Los gobiernos de Guatemala, Honduras, Costa Rica, Panamá y República Dominicana condenaron los ataques de Irán contra Estados del Golfo y pidieron una desescalada inmediata en Medio Oriente, mientras la dictadura en Nicaragua adoptó una postura distinta al expresar solidaridad con Teherán.

En pronunciamientos emitidos entre el 28 de febrero y el 1 de marzo, los países coincidieron en rechazar las acciones militares iraníes contra territorios de Emiratos Árabes Unidos, Arabia Saudita, Catar, Baréin, Kuwait y Jordania.

Las cancillerías reafirmaron su compromiso con el respeto al derecho internacional, la soberanía de los Estados y la búsqueda de soluciones pacíficas conforme a la Carta de las Naciones Unidas.

El gobierno de Guatemala condenó los ataques y subrayó el “respeto irrestricto del derecho internacional”, mientras Honduras calificó como “enérgicas” las acciones iraníes y alertó sobre el riesgo de una escalada que podría afectar a civiles e infraestructuras estratégicas.

Por su parte, Costa Rica expresó “grave preocupación” por el incremento de tensiones y urgió a priorizar soluciones diplomáticas. En la misma línea, Panamá consideró los ataques una violación a la soberanía de los Estados y una amenaza a la seguridad internacional.

República Dominicana también repudió los ataques, calificándolos de “injustificados”, y llamó a evitar acciones que profundicen el conflicto.

Nicaragua se desmarca

En contraste, el régimen de Daniel Ortega y Rosario Murillo emitió un mensaje en el que condenó “todas las formas de guerra”, pero expresó condolencias y solidaridad con Irán, tras la muerte del líder supremo Alí Jameneí.

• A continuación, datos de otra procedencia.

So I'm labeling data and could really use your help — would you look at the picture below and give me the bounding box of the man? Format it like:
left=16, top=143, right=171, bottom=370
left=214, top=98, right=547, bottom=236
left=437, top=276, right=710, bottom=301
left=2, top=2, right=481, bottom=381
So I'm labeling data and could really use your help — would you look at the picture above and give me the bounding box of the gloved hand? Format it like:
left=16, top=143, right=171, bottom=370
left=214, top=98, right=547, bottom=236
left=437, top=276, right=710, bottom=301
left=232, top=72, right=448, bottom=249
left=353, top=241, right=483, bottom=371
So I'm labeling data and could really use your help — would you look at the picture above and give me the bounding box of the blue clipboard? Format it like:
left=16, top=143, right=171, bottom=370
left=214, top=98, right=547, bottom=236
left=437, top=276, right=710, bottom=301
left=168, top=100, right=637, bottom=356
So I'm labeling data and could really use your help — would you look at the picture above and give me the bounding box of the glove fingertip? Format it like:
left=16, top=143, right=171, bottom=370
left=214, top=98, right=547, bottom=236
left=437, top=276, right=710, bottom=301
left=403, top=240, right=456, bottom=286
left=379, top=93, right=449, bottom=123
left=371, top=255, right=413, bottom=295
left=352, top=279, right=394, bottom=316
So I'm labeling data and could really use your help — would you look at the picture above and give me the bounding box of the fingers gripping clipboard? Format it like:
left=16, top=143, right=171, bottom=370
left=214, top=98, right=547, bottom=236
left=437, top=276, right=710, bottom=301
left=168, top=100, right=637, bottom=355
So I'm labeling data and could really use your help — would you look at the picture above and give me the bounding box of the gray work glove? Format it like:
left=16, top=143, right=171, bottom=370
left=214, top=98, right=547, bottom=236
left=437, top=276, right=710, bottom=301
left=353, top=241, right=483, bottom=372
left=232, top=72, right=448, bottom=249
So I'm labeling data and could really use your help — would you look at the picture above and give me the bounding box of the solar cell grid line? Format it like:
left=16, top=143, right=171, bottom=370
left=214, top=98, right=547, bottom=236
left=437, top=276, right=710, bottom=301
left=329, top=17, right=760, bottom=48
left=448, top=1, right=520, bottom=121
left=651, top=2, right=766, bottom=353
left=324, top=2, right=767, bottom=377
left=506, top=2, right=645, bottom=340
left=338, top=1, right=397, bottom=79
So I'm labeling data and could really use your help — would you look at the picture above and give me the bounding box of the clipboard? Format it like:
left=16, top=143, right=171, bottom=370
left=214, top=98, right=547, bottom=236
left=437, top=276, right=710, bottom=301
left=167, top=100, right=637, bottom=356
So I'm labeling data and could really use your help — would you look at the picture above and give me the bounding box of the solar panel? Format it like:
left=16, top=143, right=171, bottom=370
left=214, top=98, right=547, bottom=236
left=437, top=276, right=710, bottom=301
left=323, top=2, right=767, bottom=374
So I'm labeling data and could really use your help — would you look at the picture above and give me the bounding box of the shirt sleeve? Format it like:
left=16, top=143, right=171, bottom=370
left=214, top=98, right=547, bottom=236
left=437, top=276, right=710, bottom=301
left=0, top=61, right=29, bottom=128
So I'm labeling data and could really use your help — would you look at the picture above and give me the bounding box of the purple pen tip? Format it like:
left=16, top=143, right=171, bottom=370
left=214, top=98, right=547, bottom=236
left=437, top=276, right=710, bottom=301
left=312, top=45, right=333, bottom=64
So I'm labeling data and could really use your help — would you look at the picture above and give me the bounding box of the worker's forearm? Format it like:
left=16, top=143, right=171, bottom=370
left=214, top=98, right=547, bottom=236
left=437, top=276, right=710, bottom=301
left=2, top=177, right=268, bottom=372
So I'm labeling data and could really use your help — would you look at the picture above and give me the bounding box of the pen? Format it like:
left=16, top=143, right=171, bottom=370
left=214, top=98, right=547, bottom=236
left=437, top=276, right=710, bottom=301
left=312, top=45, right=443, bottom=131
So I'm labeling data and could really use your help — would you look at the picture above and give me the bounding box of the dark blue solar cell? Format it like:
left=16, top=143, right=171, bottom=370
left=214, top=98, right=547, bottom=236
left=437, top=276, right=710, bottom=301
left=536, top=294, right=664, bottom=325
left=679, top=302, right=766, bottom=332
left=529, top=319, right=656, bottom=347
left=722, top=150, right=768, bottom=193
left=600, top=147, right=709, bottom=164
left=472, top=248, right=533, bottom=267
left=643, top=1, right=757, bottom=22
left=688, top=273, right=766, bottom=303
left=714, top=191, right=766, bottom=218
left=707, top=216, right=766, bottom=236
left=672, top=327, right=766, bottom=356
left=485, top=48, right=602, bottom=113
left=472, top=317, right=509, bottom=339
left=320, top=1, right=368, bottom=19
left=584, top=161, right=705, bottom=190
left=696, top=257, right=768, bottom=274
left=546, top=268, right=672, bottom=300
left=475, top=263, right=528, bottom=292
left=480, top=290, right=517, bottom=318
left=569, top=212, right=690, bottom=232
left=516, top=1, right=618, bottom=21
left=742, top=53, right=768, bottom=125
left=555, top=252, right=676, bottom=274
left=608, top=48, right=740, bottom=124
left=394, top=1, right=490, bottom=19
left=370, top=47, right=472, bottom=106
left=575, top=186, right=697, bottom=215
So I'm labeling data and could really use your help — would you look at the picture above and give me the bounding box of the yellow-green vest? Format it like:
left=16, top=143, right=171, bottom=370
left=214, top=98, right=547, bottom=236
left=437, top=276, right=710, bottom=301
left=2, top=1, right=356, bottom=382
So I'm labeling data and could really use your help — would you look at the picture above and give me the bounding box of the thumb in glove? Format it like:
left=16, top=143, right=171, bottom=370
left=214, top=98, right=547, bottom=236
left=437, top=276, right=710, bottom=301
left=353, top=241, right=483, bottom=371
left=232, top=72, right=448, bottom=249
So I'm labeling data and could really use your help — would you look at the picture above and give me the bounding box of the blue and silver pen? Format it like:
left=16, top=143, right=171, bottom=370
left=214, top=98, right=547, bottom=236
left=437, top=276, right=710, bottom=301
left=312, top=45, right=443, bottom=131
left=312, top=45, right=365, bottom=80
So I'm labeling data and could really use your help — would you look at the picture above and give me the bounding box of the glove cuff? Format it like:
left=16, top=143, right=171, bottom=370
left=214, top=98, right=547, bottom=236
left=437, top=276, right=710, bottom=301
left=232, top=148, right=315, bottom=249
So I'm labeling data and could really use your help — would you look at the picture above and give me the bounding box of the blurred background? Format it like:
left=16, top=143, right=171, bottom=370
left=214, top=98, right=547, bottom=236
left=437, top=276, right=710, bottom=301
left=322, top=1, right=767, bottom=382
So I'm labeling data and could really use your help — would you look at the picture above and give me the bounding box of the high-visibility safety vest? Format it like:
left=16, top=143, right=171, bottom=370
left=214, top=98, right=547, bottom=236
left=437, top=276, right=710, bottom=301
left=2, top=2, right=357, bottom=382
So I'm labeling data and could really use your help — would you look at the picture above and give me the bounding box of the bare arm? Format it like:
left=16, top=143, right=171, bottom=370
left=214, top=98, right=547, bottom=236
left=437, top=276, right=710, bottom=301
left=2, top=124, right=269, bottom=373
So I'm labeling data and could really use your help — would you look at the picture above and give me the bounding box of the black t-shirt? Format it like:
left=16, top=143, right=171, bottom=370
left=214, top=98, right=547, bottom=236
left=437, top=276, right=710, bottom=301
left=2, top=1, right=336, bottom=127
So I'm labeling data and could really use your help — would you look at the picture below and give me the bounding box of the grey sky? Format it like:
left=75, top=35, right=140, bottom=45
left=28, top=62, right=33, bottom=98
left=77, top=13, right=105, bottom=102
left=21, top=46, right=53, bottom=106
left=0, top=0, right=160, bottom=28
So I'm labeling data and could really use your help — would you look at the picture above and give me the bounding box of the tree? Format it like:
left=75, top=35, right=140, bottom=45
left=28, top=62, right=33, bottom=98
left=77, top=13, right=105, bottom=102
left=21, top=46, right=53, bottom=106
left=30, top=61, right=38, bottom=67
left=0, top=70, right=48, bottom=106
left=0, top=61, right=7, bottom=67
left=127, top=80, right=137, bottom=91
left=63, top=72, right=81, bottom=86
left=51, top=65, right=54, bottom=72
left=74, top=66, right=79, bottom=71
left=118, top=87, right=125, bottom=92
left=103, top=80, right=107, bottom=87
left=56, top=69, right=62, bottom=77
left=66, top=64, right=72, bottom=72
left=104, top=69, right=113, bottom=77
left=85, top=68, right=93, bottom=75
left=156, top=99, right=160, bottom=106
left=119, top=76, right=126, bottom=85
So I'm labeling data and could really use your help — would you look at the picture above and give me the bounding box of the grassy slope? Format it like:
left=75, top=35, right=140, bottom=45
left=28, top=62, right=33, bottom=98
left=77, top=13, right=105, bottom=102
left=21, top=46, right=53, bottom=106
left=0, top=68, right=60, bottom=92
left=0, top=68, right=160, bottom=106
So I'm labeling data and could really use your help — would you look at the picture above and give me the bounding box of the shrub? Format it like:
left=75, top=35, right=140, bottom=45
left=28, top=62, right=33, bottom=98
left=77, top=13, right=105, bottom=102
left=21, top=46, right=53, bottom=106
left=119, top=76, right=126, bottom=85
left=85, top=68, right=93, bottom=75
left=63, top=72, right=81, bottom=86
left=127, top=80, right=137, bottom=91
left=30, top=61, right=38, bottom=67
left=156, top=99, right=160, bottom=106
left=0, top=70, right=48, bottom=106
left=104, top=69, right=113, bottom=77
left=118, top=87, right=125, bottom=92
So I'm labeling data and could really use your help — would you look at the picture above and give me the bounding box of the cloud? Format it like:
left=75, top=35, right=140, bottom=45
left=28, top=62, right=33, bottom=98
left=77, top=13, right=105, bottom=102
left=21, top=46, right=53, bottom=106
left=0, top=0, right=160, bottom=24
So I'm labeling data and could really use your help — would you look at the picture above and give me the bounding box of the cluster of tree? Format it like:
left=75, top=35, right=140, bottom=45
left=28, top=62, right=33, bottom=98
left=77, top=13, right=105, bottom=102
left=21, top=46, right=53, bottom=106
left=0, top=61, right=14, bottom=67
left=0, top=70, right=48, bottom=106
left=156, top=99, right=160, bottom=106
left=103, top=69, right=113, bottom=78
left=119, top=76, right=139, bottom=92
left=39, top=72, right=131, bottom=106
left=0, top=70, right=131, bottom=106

El pronunciamiento incluyó un llamado al diálogo, pero evidenció la cercanía política entre Managua y Teherán, consolidada en los últimos años mediante acuerdos de cooperación y coincidencias ideológicas.

Esta diferencia de posturas marca un contraste en la región, donde la mayoría de países optó por condenar las acciones militares iraníes, mientras el régimen en Nicaragua reafirmó su alineamiento con el gobierno iraní en medio de la creciente tensión internacional.